# Model training

This notebook trains the Stretcher (a small descriptor-adaptation network) on paired SuperPoint descriptors and their transformed counterparts.

High-level steps:
1) Load a prepared dataset of descriptor pairs and the corresponding affine/strain parameters.
2) Build PyTorch DataLoaders for train/val/test.
3) Define a small MLP-based model (TripleNet) that fuses descriptors with transformation parameters.
4) Train with a cosine-based loss and save the trained weights.

In [None]:
import torch
import torch.nn as nn
import torch.optim as optim
from torch.utils.data import TensorDataset, DataLoader, random_split
import numpy as np

### Load prepared dataset

This notebook assumes you have a precomputed .pth dataset containing: `descriptors` (base descriptors), `deformed_descriptors` (target descriptors after applying an image deformation), and `transformations` (the affine/strain parameters used to transform the keypoint).

If you don't have a dataset yet, see `dataset_creation.ipynb` in this repo for an example pipeline that builds these tensors from SuperPoint outputs.

In [2]:
# Load the dataset
file_path = "data/SuperPoint_Descriptors_Dataset_Test.pth"
data = torch.load(file_path)

base_descriptors = data['descriptors']
transformed_descriptors = data['deformed_descriptors']
parameters = data['transformations']

### Create dataset and dataloaders

Wrap the tensors in a `TensorDataset` and split into train/validation/test sets.

In [9]:
# Create a dataset and dataloader
dataset = TensorDataset(base_descriptors, transformed_descriptors, parameters)
# dataset = TensorDataset(all_base_descriptors, all_transformed_descriptors)
train_size = 0.7
val_size = 0.15
test_size = 0.15

train_dataset, val_dataset, test_dataset = random_split(dataset,[train_size,val_size,test_size])

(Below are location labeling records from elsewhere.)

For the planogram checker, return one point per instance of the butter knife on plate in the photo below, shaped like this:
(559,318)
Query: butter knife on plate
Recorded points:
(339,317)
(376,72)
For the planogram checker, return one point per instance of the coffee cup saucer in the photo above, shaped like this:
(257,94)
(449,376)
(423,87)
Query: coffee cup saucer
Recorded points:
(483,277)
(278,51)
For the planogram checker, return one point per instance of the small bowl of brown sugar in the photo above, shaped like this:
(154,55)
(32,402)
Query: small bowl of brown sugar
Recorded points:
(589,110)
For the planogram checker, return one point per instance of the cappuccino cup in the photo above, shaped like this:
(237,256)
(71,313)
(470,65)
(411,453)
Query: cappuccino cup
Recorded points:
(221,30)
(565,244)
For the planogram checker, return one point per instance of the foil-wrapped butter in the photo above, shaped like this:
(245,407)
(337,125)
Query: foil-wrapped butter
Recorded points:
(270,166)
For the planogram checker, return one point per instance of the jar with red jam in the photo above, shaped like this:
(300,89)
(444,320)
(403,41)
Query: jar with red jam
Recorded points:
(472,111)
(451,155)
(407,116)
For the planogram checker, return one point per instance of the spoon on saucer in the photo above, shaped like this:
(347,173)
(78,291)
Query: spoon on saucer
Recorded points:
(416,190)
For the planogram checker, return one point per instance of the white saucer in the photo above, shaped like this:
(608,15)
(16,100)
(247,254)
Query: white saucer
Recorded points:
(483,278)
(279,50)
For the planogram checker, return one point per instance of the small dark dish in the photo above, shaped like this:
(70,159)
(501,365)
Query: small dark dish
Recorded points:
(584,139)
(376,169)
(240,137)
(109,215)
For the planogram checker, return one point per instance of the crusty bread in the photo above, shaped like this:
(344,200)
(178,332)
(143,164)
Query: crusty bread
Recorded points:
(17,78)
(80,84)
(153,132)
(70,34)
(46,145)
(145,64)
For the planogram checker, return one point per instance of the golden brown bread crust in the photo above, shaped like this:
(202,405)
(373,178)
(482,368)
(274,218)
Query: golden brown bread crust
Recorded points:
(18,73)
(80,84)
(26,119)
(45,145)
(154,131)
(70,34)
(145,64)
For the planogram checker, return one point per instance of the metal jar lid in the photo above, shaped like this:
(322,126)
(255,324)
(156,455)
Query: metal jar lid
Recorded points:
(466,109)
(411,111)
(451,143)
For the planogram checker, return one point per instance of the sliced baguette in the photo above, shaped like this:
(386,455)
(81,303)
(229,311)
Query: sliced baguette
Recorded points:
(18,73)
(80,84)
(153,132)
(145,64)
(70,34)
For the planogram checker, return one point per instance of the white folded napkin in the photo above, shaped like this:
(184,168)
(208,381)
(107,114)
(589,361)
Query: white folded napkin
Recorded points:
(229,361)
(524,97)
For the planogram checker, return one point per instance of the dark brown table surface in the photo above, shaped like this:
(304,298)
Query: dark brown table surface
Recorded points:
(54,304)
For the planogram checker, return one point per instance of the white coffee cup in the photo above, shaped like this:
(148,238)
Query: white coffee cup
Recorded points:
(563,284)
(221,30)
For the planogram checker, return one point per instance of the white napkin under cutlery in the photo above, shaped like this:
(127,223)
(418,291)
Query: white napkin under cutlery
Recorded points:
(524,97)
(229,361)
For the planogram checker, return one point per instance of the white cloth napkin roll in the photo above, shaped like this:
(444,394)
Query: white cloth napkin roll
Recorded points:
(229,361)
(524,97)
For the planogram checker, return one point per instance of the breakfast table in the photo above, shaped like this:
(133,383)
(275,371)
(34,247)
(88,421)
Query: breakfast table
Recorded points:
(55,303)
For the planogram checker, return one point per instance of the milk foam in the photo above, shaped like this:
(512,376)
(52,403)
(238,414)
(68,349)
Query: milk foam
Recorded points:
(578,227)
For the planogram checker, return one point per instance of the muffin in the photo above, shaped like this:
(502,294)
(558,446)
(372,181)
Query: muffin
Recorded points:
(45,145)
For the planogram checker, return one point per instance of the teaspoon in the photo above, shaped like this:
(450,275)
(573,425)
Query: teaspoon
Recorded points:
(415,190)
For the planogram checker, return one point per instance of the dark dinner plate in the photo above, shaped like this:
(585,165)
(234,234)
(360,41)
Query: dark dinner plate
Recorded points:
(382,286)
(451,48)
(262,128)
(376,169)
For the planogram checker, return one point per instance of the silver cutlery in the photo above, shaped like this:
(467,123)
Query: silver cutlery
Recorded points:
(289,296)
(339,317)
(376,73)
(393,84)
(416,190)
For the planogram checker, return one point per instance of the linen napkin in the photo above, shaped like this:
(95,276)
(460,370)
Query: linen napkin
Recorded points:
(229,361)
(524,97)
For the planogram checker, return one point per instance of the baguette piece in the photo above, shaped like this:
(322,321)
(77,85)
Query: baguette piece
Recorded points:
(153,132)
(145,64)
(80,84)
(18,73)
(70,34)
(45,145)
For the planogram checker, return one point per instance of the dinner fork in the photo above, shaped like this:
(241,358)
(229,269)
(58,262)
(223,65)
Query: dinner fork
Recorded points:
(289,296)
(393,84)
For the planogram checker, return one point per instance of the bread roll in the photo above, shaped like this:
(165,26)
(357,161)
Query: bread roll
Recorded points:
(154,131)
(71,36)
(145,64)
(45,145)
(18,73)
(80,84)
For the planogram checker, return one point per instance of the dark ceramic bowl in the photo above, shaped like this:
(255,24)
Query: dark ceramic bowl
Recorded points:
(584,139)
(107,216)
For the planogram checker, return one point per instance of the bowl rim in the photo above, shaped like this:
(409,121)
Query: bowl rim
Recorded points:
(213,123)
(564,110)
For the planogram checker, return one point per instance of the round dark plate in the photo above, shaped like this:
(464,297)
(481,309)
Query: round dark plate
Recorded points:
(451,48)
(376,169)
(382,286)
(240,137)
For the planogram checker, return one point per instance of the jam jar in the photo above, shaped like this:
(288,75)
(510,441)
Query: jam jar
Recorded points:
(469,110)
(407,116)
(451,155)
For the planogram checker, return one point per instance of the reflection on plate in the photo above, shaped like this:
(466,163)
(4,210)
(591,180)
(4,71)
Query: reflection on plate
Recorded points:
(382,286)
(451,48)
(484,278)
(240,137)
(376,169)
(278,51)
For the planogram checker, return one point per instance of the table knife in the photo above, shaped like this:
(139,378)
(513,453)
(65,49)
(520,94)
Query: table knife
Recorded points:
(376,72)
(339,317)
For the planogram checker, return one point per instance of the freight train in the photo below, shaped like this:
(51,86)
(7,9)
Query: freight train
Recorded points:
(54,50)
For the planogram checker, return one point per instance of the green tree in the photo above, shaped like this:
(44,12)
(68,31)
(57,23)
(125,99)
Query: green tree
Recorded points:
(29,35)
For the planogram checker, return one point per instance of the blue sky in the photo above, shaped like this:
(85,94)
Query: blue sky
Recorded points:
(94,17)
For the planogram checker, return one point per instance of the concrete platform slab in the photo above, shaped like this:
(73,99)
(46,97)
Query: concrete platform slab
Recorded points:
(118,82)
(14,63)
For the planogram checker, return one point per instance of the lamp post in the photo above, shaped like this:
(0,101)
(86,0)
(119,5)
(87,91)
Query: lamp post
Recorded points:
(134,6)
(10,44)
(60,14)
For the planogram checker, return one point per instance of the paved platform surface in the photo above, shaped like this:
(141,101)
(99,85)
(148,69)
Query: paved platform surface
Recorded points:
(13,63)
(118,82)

train_dataloader = DataLoader(train_dataset, batch_size=512, shuffle=True, drop_last = False, num_workers=32,pin_memory=True)
val_dataloader = DataLoader(val_dataset, batch_size=64, shuffle=False, drop_last = False)
test_dataloader = DataLoader(test_dataset, batch_size=64, shuffle=False, drop_last = False)

### Model architecture

Define a small MLP helper and the `TripleNet`, which fuses descriptor vectors with the transformation parameters. The network adds learned corrections to the input descriptor conditioned on the affine/strain parameters.

In [4]:
class MLP(nn.Module):
    def __init__(self, input_dim,output_dim,hidden_dim,num_layers):
        super(MLP, self).__init__()

        if num_layers == 0:
            self.model = nn.Linear(input_dim,output_dim)
        else:
            layers = []
            layers.append(nn.Linear(input_dim,hidden_dim))
            layers.append(nn.ReLU())

            for _ in range(num_layers - 1):
                layers.append(nn.Linear(hidden_dim,hidden_dim))
                layers.append(nn.ReLU())
            
            layers.append(nn.Linear(hidden_dim,output_dim))
            self.model = nn.Sequential(*layers)
    
    def forward(self,x):
        return self.model(x)

class TripleNet(nn.Module):
    def __init__(self, descriptor_dim=256, parameter_dim=3, hidden_dim=256, num_layers=2, num_nets=3):
        super(TripleNet, self).__init__()
        
        self.p_scale = nn.Parameter(torch.ones(1))  # Learnable scale parameter
        
        # Create the first fusion layer
        self.mlp_list = nn.ModuleList([MLP(descriptor_dim + parameter_dim, descriptor_dim, hidden_dim, num_layers) 
                                      for _ in range(num_nets)])
        
    def forward(self, x, p):
        
        if torch.all(p==0):
            return x
        
        device = x.device
        
        # Scale affine parameters to match descriptor magnitude
        scaled_p = p * self.p_scale
        
        # Concatenate descriptor and affine parameters
        combined = torch.cat([scaled_p, x], dim=1)
        
        for mlp in self.mlp_list:
            mlp = mlp.to(device)
            x += mlp(combined)
        
        return x

### Instantiate model and device

Move the model to GPU when available and set input/output dimensions from the loaded tensors.


In [5]:
device = torch.device("cuda" if torch.cuda.is_available() else "cpu")
print(device)
input_dim = base_descriptors.shape[1]
output_dim = transformed_descriptors.shape[1]
parameter_dim = parameters.shape[1]
model = TripleNet(descriptor_dim=input_dim, parameter_dim=parameter_dim, hidden_dim=2048, num_layers=2).to(device).double()

cpu


### Loss and optimizer

We use a cosine-based loss (1 - cosine_similarity) to directly encourage aligned descriptor directions. The notebook sets up an Adam optimizer; adjust learning rate and scheduler as needed for your experiments.


In [6]:
# Define loss function and optimizer
def cosine_loss(output,target,reduction = 'mean'):
    loss = 1 - torch.nn.functional.cosine_similarity(output,target)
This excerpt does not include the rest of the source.